Konu : Aydınlık bir Türkiye özlemi.
Gönderen : Özden
Tarih : 8/9/2019 11:28:42 AM


.
Efendim,

Son gunlerde Gonul Sohbetlerimiz ard arda gelen birbirinden guzel mektuplar ile zenginlesiyor, guzellesiyor. Okudukca mutlu oluyorum. Ne derin ve onemli konulara deginiliyor, yaralara parmak basiliyor. Butun dostlara cok tesekkurler ediyorum. Ozellikle cocuk egitimi ve davranislari uzerine yazilmis olan yazilari ve de ardindan sizin vermis oldugunuz yanitlari buyuk bir heyecan icerisinde okuyorum. Gercekten de , su anda en cok onem vermemiz gereken konular bunlar diye dusunuyorum.

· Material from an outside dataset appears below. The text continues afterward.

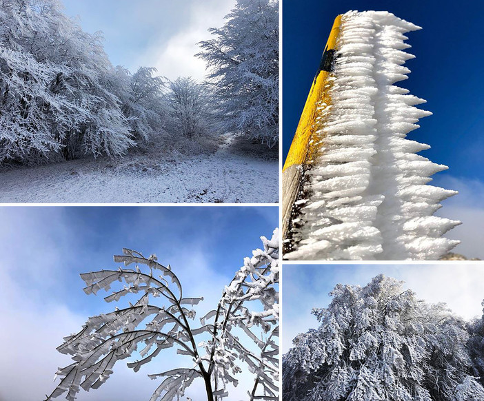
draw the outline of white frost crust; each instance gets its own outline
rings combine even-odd
[[[414,57],[404,34],[417,29],[387,12],[343,15],[332,104],[318,108],[321,146],[288,259],[435,260],[458,243],[441,236],[460,222],[432,216],[457,192],[426,185],[447,167],[416,154],[430,146],[405,139],[432,113],[394,85]]]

Kizlarim ana sinifina basladiklarinda biz Izmir’de idik. Normal bir semt ilkogretim okulunun ana sinifina yazdirmistik. Biz cok heyecanliyiz tabi. Kolay degil minik kuslar yuvadan cikip kendi kanatlari ile ucmaya basliyacaklar yavas yavas. Ogretmenleri Nuran Hanim gercekten cok takdir ettigim , bu gunku sartlarda gorebildigim en iyi ogretmenlerden biri idi elhamdulillah. Sakin, sabirli, ilgili… Kisa zamanda okula alistilar ve birbirinden guzel aktivitelere basladilar. Ogretmenimiz sevgili Nuran hanim tek tek butun ogrencileri ile ilgilenir, almaya gelen velileri ile hep konusur, onlari uyarir , cocuklarinin gelisimlerine , ihtiyaclarina , egilimlerine dikkat cekerdi. Kimse ile arkadaslik kuramayan minik bir kizin anne ve babasinin ayri oldugunu kesfetmis, kizcagizin davranislarini duzeltmek icin annesine gereken tavsiyelerde bulunmus, sonrada her geldiginde onerileri uygulaniyormu diye ilgilenip sormustu. En yaramaz ve soz dinlemeyen cocuklar bile Nuran Ogretmeni dinler olmustu.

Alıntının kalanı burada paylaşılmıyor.